As an incarcerated person, I continue to have an uncomfortable front row seat to the macabre and grotesque picture that is our criminal legal system. The arbitrary use of power rooted in division and producing disparities in arrest rates, convictions, and sentencing is ever present. The reduction of human beings to state-issued uniforms and identification numbers or cell locations is normal operating procedure.
Together, these dehumanizing constants pave the way for the extremes of solitary confinement and violence at the hands of those charged with the "care, custody, and control" of incarcerated people.
Indeed, the silencing of incarcerated voices by suspending their voting rights reflects the deeper dysfunction of exclusionary politics. It suggests that some people are not qualified to speak to their own issues, to point out inequity and how it affects them, or even to provide solutions that serve not just themselves but to society as a whole. It is emblematic of the divide, largely along racial lines, between who is properly designated a citizen and who is not.
It is under this divide that citizenship and its attendant rights can be selectively subverted. And yet no one would suggest revoking citizenship itself on the basis of a felony conviction as a matter of course. Under what constitutionally ambiguous rationale, then, do states restrict the voting rights of incarcerated and formerly incarcerated people?

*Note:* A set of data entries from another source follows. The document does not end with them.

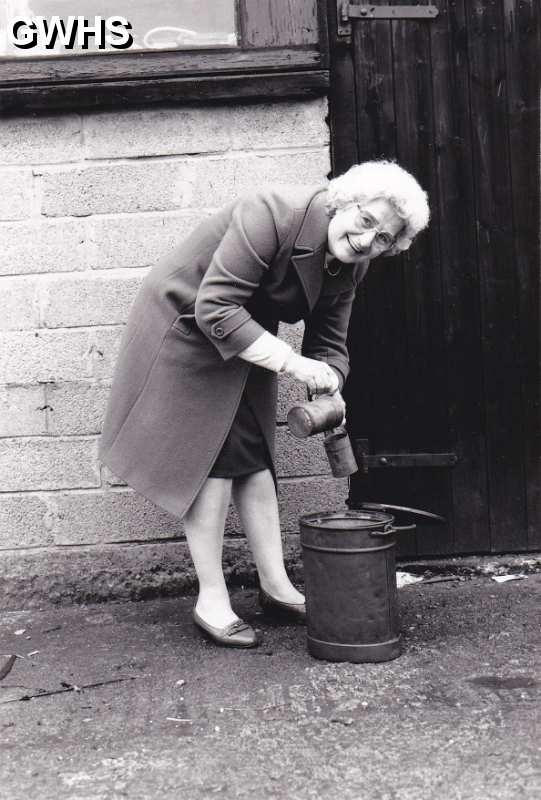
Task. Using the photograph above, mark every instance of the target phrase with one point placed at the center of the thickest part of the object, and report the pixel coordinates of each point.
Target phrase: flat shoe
(237, 634)
(280, 610)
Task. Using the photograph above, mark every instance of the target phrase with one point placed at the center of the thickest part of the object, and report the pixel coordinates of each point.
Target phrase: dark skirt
(244, 450)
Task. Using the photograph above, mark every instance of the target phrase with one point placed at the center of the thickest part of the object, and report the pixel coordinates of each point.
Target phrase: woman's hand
(317, 376)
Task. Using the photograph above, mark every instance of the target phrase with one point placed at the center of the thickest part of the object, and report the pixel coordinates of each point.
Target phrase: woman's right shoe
(237, 634)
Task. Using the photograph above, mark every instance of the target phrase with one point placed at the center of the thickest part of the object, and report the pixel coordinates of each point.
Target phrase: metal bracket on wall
(367, 460)
(348, 11)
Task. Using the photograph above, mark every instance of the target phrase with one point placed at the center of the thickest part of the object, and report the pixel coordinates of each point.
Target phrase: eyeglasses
(365, 222)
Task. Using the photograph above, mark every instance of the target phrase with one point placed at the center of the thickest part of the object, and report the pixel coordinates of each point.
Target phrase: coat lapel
(308, 255)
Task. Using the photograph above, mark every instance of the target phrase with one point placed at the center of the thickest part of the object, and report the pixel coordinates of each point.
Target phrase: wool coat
(178, 381)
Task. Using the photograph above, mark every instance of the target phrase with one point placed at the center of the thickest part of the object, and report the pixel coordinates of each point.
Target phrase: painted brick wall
(88, 203)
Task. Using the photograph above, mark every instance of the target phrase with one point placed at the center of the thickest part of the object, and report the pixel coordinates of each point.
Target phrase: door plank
(499, 299)
(521, 31)
(425, 395)
(460, 276)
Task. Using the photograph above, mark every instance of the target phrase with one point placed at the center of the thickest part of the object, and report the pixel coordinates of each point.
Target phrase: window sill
(15, 99)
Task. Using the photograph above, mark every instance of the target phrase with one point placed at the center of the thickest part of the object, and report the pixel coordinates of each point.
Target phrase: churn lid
(402, 514)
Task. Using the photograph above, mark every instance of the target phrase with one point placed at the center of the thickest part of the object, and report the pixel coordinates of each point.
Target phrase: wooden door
(444, 341)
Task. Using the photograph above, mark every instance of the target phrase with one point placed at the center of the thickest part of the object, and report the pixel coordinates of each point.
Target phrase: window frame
(206, 74)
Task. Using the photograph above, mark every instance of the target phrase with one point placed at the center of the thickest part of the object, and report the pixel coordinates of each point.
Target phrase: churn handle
(395, 529)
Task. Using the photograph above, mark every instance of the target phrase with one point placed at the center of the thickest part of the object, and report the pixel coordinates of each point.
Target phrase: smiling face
(358, 232)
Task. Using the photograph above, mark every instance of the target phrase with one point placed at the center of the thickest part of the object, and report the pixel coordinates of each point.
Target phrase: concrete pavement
(168, 715)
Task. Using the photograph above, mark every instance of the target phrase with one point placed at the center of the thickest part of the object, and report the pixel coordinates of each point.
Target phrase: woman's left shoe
(294, 612)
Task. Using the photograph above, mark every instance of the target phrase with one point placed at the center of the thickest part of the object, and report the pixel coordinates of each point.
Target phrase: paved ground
(168, 715)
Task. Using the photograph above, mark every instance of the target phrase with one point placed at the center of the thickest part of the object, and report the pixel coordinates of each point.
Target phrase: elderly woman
(191, 416)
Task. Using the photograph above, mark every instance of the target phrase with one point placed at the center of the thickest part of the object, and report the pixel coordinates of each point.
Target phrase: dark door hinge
(348, 11)
(367, 460)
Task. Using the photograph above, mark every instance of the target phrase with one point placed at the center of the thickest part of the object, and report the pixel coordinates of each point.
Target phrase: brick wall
(88, 203)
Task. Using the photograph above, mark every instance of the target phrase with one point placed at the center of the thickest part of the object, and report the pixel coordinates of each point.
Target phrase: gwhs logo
(28, 32)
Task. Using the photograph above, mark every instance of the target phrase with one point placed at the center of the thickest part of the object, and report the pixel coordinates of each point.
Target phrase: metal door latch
(347, 11)
(367, 460)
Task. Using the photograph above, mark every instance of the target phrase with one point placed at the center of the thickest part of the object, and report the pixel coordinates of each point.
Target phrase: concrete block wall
(88, 203)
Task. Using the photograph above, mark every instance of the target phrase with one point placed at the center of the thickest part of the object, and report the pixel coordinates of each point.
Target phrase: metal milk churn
(350, 581)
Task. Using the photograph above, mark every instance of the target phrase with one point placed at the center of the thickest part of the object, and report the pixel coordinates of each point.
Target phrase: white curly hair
(373, 180)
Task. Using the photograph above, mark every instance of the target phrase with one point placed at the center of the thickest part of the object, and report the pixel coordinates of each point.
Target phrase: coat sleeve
(326, 330)
(238, 266)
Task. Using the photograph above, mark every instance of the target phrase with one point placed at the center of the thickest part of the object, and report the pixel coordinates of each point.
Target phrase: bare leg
(204, 525)
(255, 498)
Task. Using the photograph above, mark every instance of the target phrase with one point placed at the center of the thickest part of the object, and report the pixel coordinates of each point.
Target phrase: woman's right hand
(317, 376)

It was in the fall of 2016, just prior to that year's election, that I discovered the answer to this question.
At the time, as a member of the Bard Prison Initiative's famous debate team, I was preparing for an upcoming debate against Brown University. We had to argue affirmatively that the President of the United States should be elected by the Electoral College.
Mired in the Constitution, constitutional law analysis, the Federalist papers, and books by scholars from across the political spectrum in preparation for the debate, our team realized a terrible truth--there is no positively articulated constitutional right to vote.
As such the authority of the states is definitive, although the question of when states may restrict voting rights is complicated. The 14th Amendment prevents states from denying "any person within its jurisdiction the equal protection of the laws."
Without the federally guaranteed right to vote, how can any person articulate that they are not being equally protected?
At the home-going service for John Lewis, former President Barack Obama suggested in his address that in the face of recent retrenchment efforts, more needs to be done:
"You want to honor John? Let's honor him by revitalizing the law that he was willing to die for. ...Once we pass the John Lewis Voting Rights Act, we should keep marching to make it even better. By making sure every American is automatically registered to vote, including [formerly incarcerated people] who have earned their second chance."
I would suggest that honoring John Lewis and everyone else who has fought, and continues to fight, to preserve our voting rights means eliminating constitutional loopholes. What is needed, once and for all, is a constitutional amendment positively asserting without exception the right of all citizens to vote, including those incarcerated and formerly incarcerated.
This amendment would not only give the federal government the authority to intervene in unscrupulous disenfranchisement schemes, but also signal to those of us who already felt excluded long before our convictions that our voices matter. Moreover, such an amendment would lay the legal and moral groundwork for challenging gerrymandering and replacing, for the purpose of assigning Electoral College votes, winner-take-all vote counting with proportional vote counting in every state.
Voting is important and necessary to everyone if we are going to, as Lewis put it, "redeem the soul of our nation." Restoring voting rights to all citizens, regardless of their current incarceration or previous incarceration, represents one opportunity for substantial change.